Key Points to Consider
- For diagnosing MS, magnetic resonance imaging (MRI) is the preferred test as it can visualize the characteristic demyelinating lesions in the brain and spinal cord.
- Other more valuable diagnostic tools include cerebrospinal fluid analysis for oligoclonal bands, evoked potential tests (particularly visual evoked potentials), and clinical evaluation of symptoms.
- EMG might occasionally be used in MS patients to rule out other conditions with similar symptoms or to assess secondary effects on peripheral nerves, but it's not part of the standard diagnostic protocol.

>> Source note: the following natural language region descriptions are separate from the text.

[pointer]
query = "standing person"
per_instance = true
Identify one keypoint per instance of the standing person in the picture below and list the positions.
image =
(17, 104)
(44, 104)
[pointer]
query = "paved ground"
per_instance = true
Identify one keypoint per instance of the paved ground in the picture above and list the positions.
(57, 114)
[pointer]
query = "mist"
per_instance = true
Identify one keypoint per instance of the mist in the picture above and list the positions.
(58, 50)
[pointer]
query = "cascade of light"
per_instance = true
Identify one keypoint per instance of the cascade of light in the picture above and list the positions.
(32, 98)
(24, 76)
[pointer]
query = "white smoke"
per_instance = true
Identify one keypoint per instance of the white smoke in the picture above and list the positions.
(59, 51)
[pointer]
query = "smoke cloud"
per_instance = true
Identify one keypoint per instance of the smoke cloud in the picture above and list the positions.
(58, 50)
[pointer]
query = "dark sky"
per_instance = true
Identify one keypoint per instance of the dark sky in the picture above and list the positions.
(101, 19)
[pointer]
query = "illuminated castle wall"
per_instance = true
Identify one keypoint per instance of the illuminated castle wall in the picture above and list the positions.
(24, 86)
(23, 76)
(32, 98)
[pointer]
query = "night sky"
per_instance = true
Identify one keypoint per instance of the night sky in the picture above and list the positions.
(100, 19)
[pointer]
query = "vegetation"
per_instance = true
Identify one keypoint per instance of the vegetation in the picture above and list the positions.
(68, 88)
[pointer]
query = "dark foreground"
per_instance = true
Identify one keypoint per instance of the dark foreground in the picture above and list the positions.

- If MS is suspected, patients should be referred to a neurologist who will likely order an MRI and other appropriate tests rather than an EMG, as supported by the MAGNIMS consensus guidelines on the use of MRI in MS 1.
- The use of MRI in MS diagnosis and monitoring has been extensively discussed in various studies, highlighting its importance in establishing disease prognosis and monitoring patients 1.
From the Research
EMG Findings in Multiple Sclerosis
- Electromyographic (EMG) examinations in patients with multiple sclerosis (MS) have shown signs of denervation, which can remit over time 2.
- A study of 29 patients with MS found that 19 patients had no signs of neurogenic atrophy (NA) in involved limbs, while 4 patients had signs of acute NA that disappeared on subsequent examination 2.
- Another study found that EMG abnormalities were present in many MS patients with no concurrent peripheral or entrapment neuropathies, and that electromyographers should be aware of these abnormalities when performing routine EMG examinations in these patients 3.
EMG Abnormalities in MS Patients
- Abnormal late responses with increased amplitude and chronodispersion of F-waves were found in 9 out of 26 MS patients, and abnormal recruitment patterns with decreased numbers of motor unit action potentials (MUAPs) were found in 9 patients 3.
- Single fiber electromyography (SFEMG) showed increased jitter with no blocking in 4 out of 10 MS patients studied 3.
- Spontaneous electromyographic (EMG) activity was found in several muscles with no specific myotomal or peripheral nerve distribution in 5 MS patients 3.
Diagnosis and Treatment of MS
- MS is typically diagnosed based on a combination of signs and symptoms, radiographic findings, and laboratory findings, and treatment options include disease-modifying therapies (DMTs) such as interferons, glatiramer acetate, and teriflunomide 4.
- DMTs have been shown to reduce clinical relapses and MRI lesions in MS patients, with efficacy rates ranging from 29%-68% 4.
- However, the use of DMTs can also be associated with adverse effects such as infections, bradycardia, and infusion reactions 4.